You can have your star players, be they named West or Hundley or Jordan or James, be the sport be named basketball or football, but just having a star doesn’t guarantee you a championship.

Ask West Virginia’s own Jerry West, who went witn the Mountaineers to the Finals of the NCAA Tournament and eight times got his NBA team, the Los Angeles Lakers, to the NBA Finals before he finally took home the trophy and it took pairing him with a fellow named Wilt Chamberlain to do it.

You might say no man is an island, even a member of the NHL Islanders.

That is what makes coaching and/or sitting in the chair of the general manager of a professional team so challenging and interesting, for you become a kid with a puzzle in front of you, trying to find the pieces that fit together. You can’t force it, round pieces don’t go into square holes, so you need to figure out why this player goes along with the system you have installed, with the culture of your program ... and that he can work with the star around whom all else orbits.

We bring this up because we are in an intriguing time at West Virginia, in the midst of the recruiting season when football coach Neal Brown is trying to put together a roster for two and three years down the road while, in the basketball office, Bob Huggins is trying to put this year’s team together without really knowing the personnel he will have.

Here’s the deal. It’s easy to spot the Pat Whites and Steve Slatons of the world, although both LSU and Maryland might argue, for they had White and Slaton all but wrapped up at their schools before letting them get away to West Virginia.

What’s hard is finding the supporting cast, the Don Vincents of the world, good players who are team players and who fit what you are trying to do.

You have Michael Jordan, yes, but you put him with Dennis Rodman and it’s a match made in heaven, even though it’s hard to see that at a surface glance.

I was working in Cincinnati when they were putting the Big Red Machine together. They had Johnny Bench and Pete Rose and Tony Perez on the way to the Hall of Fame but they couldn’t get over the top, not until they brought in not Joe Morgan, who did all the things those guys didn’t do and was coming to the place that could bring that out of him, and added a clutch pitcher and centerfielder to go along with it.

They went from a locker room of talented players who couldn’t win it all to a locker room full of winners who couldn’t be stopped.

That is why it’s important to Bob Huggins that Sean McNeil opts to return for another year.

Would he like to have Deuce McBride back, too? Of course. He would be the star that this team would be built around, but it’s highly possible that he will wind up in the NBA, such is his talent.

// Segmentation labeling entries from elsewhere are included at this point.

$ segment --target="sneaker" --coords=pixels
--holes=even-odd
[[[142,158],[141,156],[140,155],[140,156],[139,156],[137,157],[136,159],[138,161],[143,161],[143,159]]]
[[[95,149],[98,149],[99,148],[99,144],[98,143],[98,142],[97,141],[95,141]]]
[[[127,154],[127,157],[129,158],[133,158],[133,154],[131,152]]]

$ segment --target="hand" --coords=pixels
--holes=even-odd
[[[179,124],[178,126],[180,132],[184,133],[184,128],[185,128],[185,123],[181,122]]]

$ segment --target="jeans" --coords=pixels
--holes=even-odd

If he returns, McNeil becomes even more important than if he doesn’t for he is that kind of complementary player who can lift the level of the team with his outside marksmanship and effort while keeping opponents from being able to guard an offense that consists of McBride, McNeil and Taz Sherman.

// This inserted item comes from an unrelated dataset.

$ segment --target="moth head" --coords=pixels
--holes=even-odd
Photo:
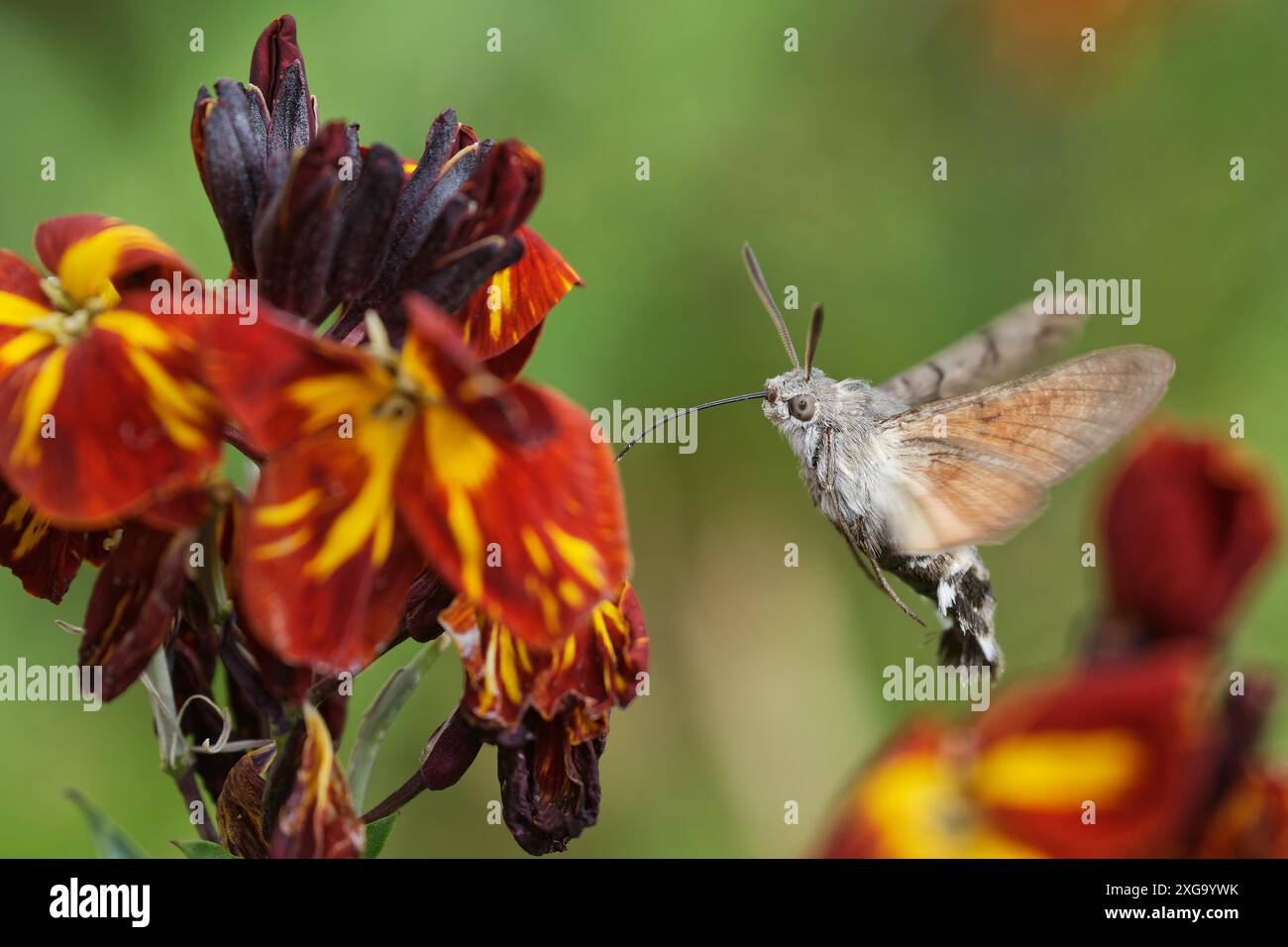
[[[827,394],[833,387],[832,380],[823,372],[814,371],[814,353],[818,350],[818,338],[823,332],[823,307],[814,307],[814,316],[809,323],[809,339],[805,343],[805,367],[801,368],[800,358],[796,356],[796,347],[792,344],[791,332],[787,331],[787,322],[783,321],[783,314],[778,312],[778,305],[769,292],[769,286],[765,282],[765,274],[760,269],[760,263],[756,260],[756,254],[751,251],[751,246],[747,244],[742,245],[742,259],[747,264],[747,276],[751,277],[751,285],[756,290],[756,295],[760,296],[760,301],[769,313],[769,318],[773,320],[774,327],[778,329],[778,338],[782,339],[783,348],[787,349],[787,357],[792,362],[791,371],[765,381],[765,402],[762,406],[765,417],[781,424],[787,424],[788,421],[810,424],[819,416],[820,396],[826,401]]]
[[[806,426],[827,417],[836,383],[815,368],[792,368],[765,380],[761,410],[778,426]]]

If McBride leaves for the NBA, Huggins will be breaking in a new point guard, one who doesn’t have the experience or scoring ability that McBride takes with him to the NBA, so McNeil’s presence becomes even more important ... balancing off the scoring of Sherman with an equal threat that must be covered with an attitude that oozes confidence and a work ethic that will help push the whole team forward.

This is something Huggins has always understood. He loves role players ... the Joe Mazzullas, Juwan Statens, Casey Mitchells, Gabe Osabuohiens of the world.

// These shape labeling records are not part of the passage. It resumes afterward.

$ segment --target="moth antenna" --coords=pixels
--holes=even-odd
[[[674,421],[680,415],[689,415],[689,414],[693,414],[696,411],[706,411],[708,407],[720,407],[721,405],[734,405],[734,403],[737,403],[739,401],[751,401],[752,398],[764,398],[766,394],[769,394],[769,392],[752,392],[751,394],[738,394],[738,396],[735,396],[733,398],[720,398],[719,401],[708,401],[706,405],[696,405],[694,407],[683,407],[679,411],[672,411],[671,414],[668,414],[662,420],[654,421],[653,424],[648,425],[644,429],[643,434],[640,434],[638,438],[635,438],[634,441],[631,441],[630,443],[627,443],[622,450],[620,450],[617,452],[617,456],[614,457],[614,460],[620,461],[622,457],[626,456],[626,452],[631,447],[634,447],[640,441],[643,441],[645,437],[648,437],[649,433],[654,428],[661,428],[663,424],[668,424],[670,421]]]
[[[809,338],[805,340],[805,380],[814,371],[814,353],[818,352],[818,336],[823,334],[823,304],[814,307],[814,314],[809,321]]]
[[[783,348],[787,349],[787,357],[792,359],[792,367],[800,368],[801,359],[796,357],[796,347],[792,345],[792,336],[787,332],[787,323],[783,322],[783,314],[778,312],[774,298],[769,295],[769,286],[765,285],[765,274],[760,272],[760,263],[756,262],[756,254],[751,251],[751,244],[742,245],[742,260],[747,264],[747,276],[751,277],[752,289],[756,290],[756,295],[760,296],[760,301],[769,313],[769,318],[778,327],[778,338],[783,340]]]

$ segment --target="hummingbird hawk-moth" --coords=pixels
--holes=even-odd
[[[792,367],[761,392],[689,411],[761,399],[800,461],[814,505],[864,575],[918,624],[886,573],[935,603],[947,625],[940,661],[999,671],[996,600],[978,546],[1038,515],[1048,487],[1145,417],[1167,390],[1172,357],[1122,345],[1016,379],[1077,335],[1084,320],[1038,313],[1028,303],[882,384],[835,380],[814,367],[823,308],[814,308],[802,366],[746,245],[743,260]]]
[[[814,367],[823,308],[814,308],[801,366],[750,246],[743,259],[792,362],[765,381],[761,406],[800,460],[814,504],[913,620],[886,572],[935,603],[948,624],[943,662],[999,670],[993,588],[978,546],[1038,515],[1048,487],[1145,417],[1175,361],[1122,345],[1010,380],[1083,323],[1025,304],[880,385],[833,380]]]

It’s no different with Brown’s football team. Zach Frazier is a star being born in the middle of the line, but he’s no better than the guards on either side of him and what’s important with him is that he knows that and accepts it.

It goes for every player on the field, really. A quarterback is no better than the people he throws to or than those who give him time to make those throws. Leddie Brown, as you saw two years ago, can’t go it without blockers.

That’s what makes sports so much a part of our fabric as a nation, for we can worship our superstars while, at the same time, understanding that someone has to pass them ball, someone has to screen for them.

Golf and tennis are wonderful games but they are one man against the world while team sports are a community activity, they mirror the family you live in, the office you work in, the church you belong to because of that you identify with them and while you may cheer loudest and longest for the star, it is the hard-working supporting cast you can identify with the most.

It’s good to be reminded about that sometimes.